Much of our lives are like this, both business and personal, across intellectual, spiritual, economic, energetic, psychological and emotional realms. We are continually struggling to balance the seemingly more pressing needs of the near with the more distant or abstract needs of the further away, and the present often wins. Sometimes that’s okay. Sometimes it comes at great cost — to both future and present. I wonder what would change if the analysts ever asked, say, “Are your employees happy? What are their home lives like?”

Trade-offs are all around us, both big and small. Consider students who are driven to sacrifice a deep understanding of math or history, for example, to the short-term need to memorize formulas or dates, so that they can succeed on their frequent exams. Time-strapped, they must choose: study to pass the test, or study to truly learn the concepts. Seeing the big picture is more valuable in the long run — not only for the student, but for society at large — but it takes more time. And that quarterly exam is next week.

There are plenty of examples of how we make important decisions based on metrics, some far less easy to calculate than others. We might forego long-term health for chocolate cake or decide to acquire or start a business that takes company resources away from what has brought success thus far. But whether or not it’s easy to see the trade-offs we’re making, there’s usually judgment involved about what we value.

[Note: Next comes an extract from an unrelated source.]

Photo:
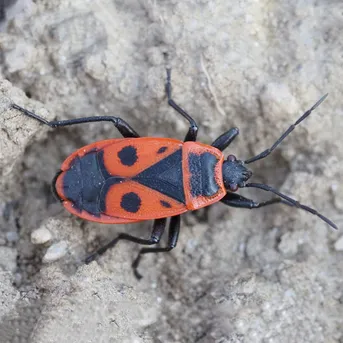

Identifying core values is the first step to figuring out what to measure.

So, how do we decide what to focus on? I was thinking about this while listening to presidential hopeful Andrew Yang discuss his platform during an interview with podcaster Joe Rogan. Yang advocates for a universal basic income to help defray the impact of the unemployment crisis he expects will soon arrive in force as AI makes short shrift of jobs such as truck drivers and the retail establishments that serve them. Robot trucks will be great for GDP, he says, but they’re terrible for the humans they replace. He discusses what he calls “human-centered capitalism” and proposes alternative metrics to some that we currently use, such as GDP, for measuring the economy.

Yang proposes, for example, an updated form of GDP that incorporates the value of jobs such as ‘stay-at-home mom.’ Why? Because the country, like the companies within it, and the families and schools, will organize themselves to optimize the things that are being measured. When we’re deciding what to focus on, it’s not a bad idea to review what we’re measuring, and make sure it guides us where we want to be. We often discuss key performance indicators as if they’re written in stone. Times change, technology changes, people change. It’s good to reevaluate to make sure our metrics are aligned with our values.

In this year’s Top 50, Robert Wallstrom, CEO of Vera Bradley, cites a letter from BlackRock CEO Larry Fink that challenges all CEOs to have purpose at the center of their strategic plans, with a focus on all stakeholders, not just shareholders. That includes associates, customers and communities.

That’s an important step in the direction of being human-centered. If we want to live in a world that puts people before profits, we need to make sure we are measuring what matters to human lives.

At least until the robots take over. Then it’s all out of our hands, and we can just eat cake.